The way the pilot was paced, it feels like the series is hitting the ground running a little too hard and fast. We shouldn't move at a snail's pace, but there's a lot to be said for not blowing the full monty in one go. I think "V" fell into that latter category, which could stifle its intrigue going forward — something that ABC has surely noticed given the show's reported behind-the-scenes fits and starts.
The Cast: For the most part, I think the main cast is fantastic. Visitor-in-human's-clothing Ryan Nichols (Morris Chestnut) was a personal favorite — as are the aforementioned Anna, Jack and Erica — but there's really no shortage of characters to enjoy on "V."
On the other hand, I can already tell that there are some folks I just won't get along with. First and foremost on that list is Erica's son Tyler (Logan Huffman), the angst-filled teenager that's in full support of the Visitors. He's important for his emotional ties to Erica and his status as a point-of-view character into the world of the Visitors, but we've all seen these types of characters and plots before — typically, they don't end so well.
On the guest cast front, let's get one thing straight: the whole "Alan Tudyk is a bad guy" routine only works once, and "Dollhouse" beat "V" to the punch. Still, Tudyk was a welcome face in the "V" pilot, albeit a short-lived and secretly reptilian one. But future episodes are utilizing other geek-friendly actors such as Rekha Sharma ("Battlestar Galactica"), and you just know that she'll play a Visitor. As with Tudyk, that kind of casting can prove distracting and predictable.
Production Value: It's very difficult to say anything negative about the visuals of "V," since the show is absolutely stunning. The interiors of the Visitors' spacecrafts and their many technological advances are a complete marvel to behold. It's rare that network television boasts such amazing digital effects — "Battlestar Galactica" stands out as an elite example — but "V" is easily the sharpest looking new series I've seen in quite a while.

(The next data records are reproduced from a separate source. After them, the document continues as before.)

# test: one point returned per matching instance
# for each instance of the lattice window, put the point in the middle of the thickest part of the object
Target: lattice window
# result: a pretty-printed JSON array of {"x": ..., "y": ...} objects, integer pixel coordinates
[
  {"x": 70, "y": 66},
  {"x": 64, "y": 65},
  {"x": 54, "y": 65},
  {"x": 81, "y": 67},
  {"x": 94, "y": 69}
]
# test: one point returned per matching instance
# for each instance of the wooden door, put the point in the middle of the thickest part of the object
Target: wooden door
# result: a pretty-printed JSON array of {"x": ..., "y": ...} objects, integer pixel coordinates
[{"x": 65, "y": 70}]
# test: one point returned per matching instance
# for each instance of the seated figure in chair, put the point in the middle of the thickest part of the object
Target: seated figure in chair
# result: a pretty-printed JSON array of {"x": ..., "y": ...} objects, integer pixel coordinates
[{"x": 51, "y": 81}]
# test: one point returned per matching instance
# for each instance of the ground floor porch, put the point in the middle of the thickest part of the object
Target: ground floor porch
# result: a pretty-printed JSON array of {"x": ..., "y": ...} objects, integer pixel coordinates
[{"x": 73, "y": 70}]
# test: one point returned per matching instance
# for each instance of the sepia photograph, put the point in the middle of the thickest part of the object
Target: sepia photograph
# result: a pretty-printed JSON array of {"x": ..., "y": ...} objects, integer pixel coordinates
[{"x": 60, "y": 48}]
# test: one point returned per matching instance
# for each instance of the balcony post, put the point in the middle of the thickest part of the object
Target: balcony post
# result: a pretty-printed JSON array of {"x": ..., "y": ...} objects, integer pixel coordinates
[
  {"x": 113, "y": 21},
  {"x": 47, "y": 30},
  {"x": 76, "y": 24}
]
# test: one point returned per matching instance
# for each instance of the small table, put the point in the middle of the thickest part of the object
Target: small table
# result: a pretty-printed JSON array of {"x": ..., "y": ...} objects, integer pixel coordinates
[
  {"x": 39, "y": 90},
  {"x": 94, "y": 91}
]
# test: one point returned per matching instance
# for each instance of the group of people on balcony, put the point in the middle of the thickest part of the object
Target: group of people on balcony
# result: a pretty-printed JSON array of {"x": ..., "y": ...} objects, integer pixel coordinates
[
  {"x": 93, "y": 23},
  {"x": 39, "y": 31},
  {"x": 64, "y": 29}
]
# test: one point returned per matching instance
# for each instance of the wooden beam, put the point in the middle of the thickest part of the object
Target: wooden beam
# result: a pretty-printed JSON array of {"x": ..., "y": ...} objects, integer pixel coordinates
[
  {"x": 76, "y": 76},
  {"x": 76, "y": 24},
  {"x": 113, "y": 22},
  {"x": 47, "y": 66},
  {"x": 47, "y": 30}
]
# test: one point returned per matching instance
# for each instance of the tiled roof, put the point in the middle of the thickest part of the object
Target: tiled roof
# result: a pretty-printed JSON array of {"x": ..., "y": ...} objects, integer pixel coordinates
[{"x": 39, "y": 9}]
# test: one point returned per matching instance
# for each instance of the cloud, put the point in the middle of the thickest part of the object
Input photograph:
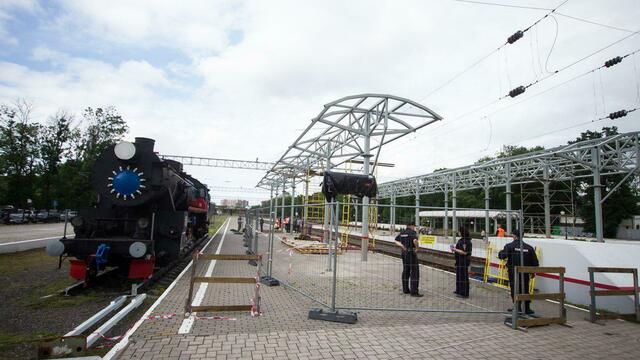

Thematic Potential: How did "V" do in terms of providing viewers with a relatable, emotionally accessible concept? Pretty well, I thought. Continuing with the "Battlestar" comparison — which is surprisingly fitting, as both shows are reimaginings of earlier franchises — there are clear political and social undertones in how humanity reacts to the arrival of an alien race.
Both shows clearly deal with issues of foreigners and terrorism. In the case of "Battlestar," mankind is virtually wiped out in one surprising maneuver, while "V" presents more of an infiltrative threat. Shows like "Sleeper Cell" have delved into this issue before, specifically because the idea that your next door neighbor — alien or not — could be plotting a wide-scale act of terrorism is absolutely frightening and worthy of exploration.
"V" is certain to focus on these topics — the very term "sleeper cell" is used more than once — and I'm interested to see where the writers go with it. Given the single episode aired thus far, I think the show's creative team did a fine job establishing the various themes and metaphors that we're sure to see more of. If nothing else, I'm curious to see where everything is leading towards.
V is for Verdict: Overall, "V" boasted a strong pilot that clearly demonstrates where the show can go and what it is capable of. Was it unbalanced? Absolutely, but I can't think of anything that gets a perfect ten on the first try. With any luck, "V" will find an audience and ABC will gain enough confidence in the series to give it the strong push it deserves. While I wouldn't say that we have the next "Battlestar Galactica" on our hands just yet, you never know what might happen given the proper love and care.